Barrick Gold, groupe canadien, suit au classement avec 121,6 tonnes d’or produites en 2024, dont 45 tonnes issues d’Afrique et du Moyen-Orient (37 % du total) selon Forbes.
Le groupe s’appuie sur trois pôles stratégiques : les mines tanzaniennes de North Mara et Bulyanhulu, le complexe Loulo-Gounkoto au Mali, et Kibali en République démocratique du Congo. Ces deux derniers figurent parmi les plus grands gisements mondiaux.

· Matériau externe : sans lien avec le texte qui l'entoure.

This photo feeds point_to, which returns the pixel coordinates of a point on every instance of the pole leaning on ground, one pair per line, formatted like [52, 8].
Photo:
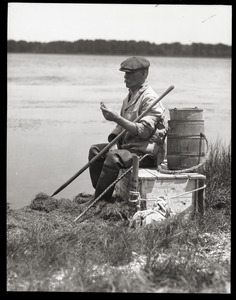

Endeavour Mining, troisième du classement, a construit un portefeuille « tier-1 » structuré autour de Sabodala-Massawa au Sénégal et de trois sites en Côte d’Ivoire (Ity, Lafigué, Assafou).
Au Burkina Faso, les mines de Houndé et Mana complètent l’ensemble. Le groupe a produit 34 tonnes d’or en 2024, soutenu par des technologies de raffinage comme le procédé BIOX à Sabodala-Massawa.
Rio Tinto, quatrième acteur du classement, structure sa présence africaine autour du minerai de fer et des sables minéralisés. Mais c’est en Guinée, autour du mégaprojet Simandou, que se joue désormais l’essentiel de sa projection continentale.
Associé à Chalco Iron Ore Holdings et l’État guinéen au sein du consortium SimFer, Rio Tinto a vu débuter l’exploitation du gisement en novembre 2025, après trente ans de négociations. Le corridor mine–rail–port de 650 km, développé par Winning Consortium Simandou et China Baowu Steel Group, intègre les trois maillons de la chaîne de valeur.
Glencore, groupe suisse coté en Bourse, ferme le classement en cinquième position. Le groupe détient des opérations stratégiques en Afrique, notamment Mutanda en République démocratique du Congo (cobalt et cuivre) et des participations majeures dans la joint-venture KCC.